Reactive Power Compensation Optimization Planning for Distribution Networks Using Tabu Search Algorithm

Resource Overview

Intelligent global optimization of reactive power compensation in distribution networks through tabu search algorithm implementation

Detailed Documentation

Reactive power compensation optimization planning in distribution networks serves as a critical method for enhancing energy efficiency and stability in power system operations. Traditional compensation approaches often rely on empirical formulas or local search techniques, struggling to address complex and dynamic grid environments. The tabu search algorithm presented here offers an intelligent global optimization solution for this challenge.

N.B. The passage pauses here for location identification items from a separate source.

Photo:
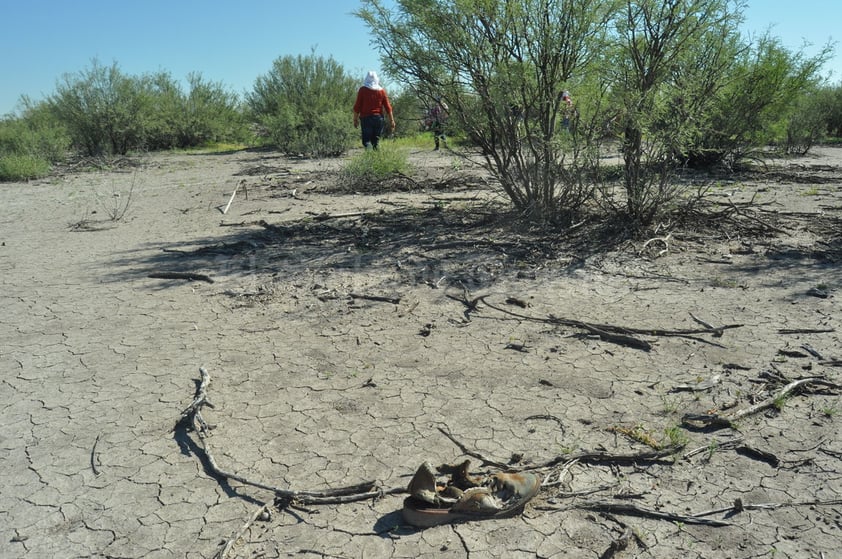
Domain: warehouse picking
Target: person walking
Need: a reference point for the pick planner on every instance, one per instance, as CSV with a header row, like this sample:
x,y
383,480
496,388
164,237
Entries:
x,y
371,109
438,118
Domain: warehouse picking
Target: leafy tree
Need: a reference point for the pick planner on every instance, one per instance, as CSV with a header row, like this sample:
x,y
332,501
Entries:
x,y
502,67
671,58
207,113
304,103
761,92
103,109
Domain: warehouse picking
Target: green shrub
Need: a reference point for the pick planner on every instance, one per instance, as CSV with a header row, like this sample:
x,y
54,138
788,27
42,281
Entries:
x,y
370,167
22,167
304,105
35,133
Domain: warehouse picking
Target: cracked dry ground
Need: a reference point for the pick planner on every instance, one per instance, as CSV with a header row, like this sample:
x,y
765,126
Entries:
x,y
315,389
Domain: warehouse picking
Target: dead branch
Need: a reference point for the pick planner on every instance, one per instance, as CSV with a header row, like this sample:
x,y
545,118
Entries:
x,y
758,220
591,457
326,216
617,334
739,506
189,276
806,330
262,512
94,457
236,188
714,420
471,453
636,510
380,298
192,416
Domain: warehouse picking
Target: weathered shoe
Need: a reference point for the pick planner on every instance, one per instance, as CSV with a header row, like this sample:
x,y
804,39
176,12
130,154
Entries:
x,y
500,495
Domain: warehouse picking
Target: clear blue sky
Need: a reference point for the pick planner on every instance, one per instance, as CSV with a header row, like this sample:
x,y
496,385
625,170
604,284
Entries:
x,y
235,42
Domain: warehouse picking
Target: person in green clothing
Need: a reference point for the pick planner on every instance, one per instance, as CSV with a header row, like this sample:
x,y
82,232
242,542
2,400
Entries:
x,y
371,109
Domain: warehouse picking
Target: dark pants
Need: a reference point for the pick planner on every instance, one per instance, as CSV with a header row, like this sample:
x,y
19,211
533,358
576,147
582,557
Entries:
x,y
438,133
372,130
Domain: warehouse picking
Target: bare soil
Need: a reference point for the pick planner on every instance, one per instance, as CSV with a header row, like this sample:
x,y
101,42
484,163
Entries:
x,y
346,332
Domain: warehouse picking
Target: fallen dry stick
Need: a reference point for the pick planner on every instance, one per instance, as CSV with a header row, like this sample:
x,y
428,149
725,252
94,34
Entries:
x,y
714,420
192,417
181,275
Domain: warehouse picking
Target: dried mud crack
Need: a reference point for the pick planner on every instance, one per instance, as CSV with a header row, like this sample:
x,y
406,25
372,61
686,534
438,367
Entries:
x,y
678,391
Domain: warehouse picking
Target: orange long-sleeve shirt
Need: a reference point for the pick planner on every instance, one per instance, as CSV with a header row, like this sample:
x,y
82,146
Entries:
x,y
372,102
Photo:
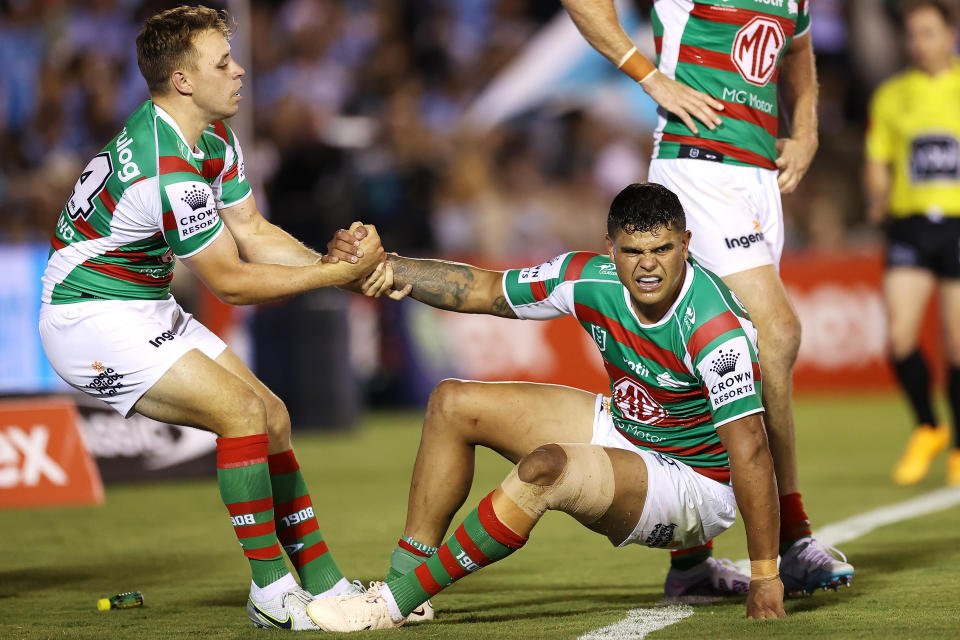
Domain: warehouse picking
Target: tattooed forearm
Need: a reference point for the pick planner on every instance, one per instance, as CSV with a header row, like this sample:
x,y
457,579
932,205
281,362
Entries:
x,y
445,285
451,285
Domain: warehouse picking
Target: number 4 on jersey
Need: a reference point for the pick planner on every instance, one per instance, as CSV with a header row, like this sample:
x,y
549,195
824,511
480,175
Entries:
x,y
91,183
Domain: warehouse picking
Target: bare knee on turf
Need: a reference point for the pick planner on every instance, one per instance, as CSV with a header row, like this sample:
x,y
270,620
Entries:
x,y
543,465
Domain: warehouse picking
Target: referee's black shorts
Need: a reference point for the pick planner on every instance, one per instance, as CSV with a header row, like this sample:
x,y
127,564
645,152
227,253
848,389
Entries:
x,y
919,241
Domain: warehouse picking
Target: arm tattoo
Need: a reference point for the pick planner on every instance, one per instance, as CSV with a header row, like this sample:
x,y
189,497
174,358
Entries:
x,y
445,285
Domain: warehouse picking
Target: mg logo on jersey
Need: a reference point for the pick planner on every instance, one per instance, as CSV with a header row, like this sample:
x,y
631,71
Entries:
x,y
599,336
635,402
756,49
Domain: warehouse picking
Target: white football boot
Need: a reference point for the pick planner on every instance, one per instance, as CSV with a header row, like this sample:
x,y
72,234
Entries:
x,y
353,613
286,610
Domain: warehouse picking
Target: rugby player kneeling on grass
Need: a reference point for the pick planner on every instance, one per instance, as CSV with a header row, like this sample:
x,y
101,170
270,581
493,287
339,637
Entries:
x,y
171,184
664,462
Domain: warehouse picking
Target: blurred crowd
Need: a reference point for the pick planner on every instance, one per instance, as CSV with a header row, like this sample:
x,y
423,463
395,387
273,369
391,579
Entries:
x,y
357,114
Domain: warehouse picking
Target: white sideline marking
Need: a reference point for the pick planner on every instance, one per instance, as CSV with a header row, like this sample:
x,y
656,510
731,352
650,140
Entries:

The core concept of this algorithm employs a memory mechanism to avoid revisiting invalid solutions. In distribution network scenarios, the algorithm records historical operations (such as capacitor switching locations and capacity selections) in a tabu list, temporarily prohibiting these operations from being repeated to escape local optima traps. This strategy proves particularly effective for handling nonlinear reactive power compensation problems, effectively preventing premature convergence commonly encountered in conventional optimization methods. Code implementation typically involves maintaining a circular buffer for tabu list management with configurable tenure parameters.

Targeting the primary objective of network loss reduction, the algorithm first establishes a mathematical model incorporating line parameters, load distribution, and voltage constraints. During the search process, it dynamically evaluates power loss indicators for candidate solutions while considering constraints like voltage deviations. By setting appropriate tabu tenure and aspiration criteria, the algorithm achieves balance between exploring new solutions and retaining high-quality ones. The evaluation function can be implemented using power flow calculations with penalty terms for constraint violations.

Compared to traditional methods, this intelligent optimization algorithm significantly improves the economic efficiency of compensation device configuration. Practical applications allow flexible adjustment of search parameters according to grid scale, finding optimal balance between computational efficiency and optimization results. Another advantage lies in its adaptability to various compensation equipment types, enabling unified optimization frameworks for both switched capacitor banks and continuously adjustable static var compensators. The algorithm's neighborhood generation function can be designed to handle discrete and continuous variables simultaneously.

Future development directions may include hybrid approaches combining tabu search with other intelligent algorithms, or integrating real-time data for dynamic compensation strategies, further enhancing the intelligence and economic performance of distribution network operations. Potential code extensions could incorporate machine learning modules for adaptive parameter tuning.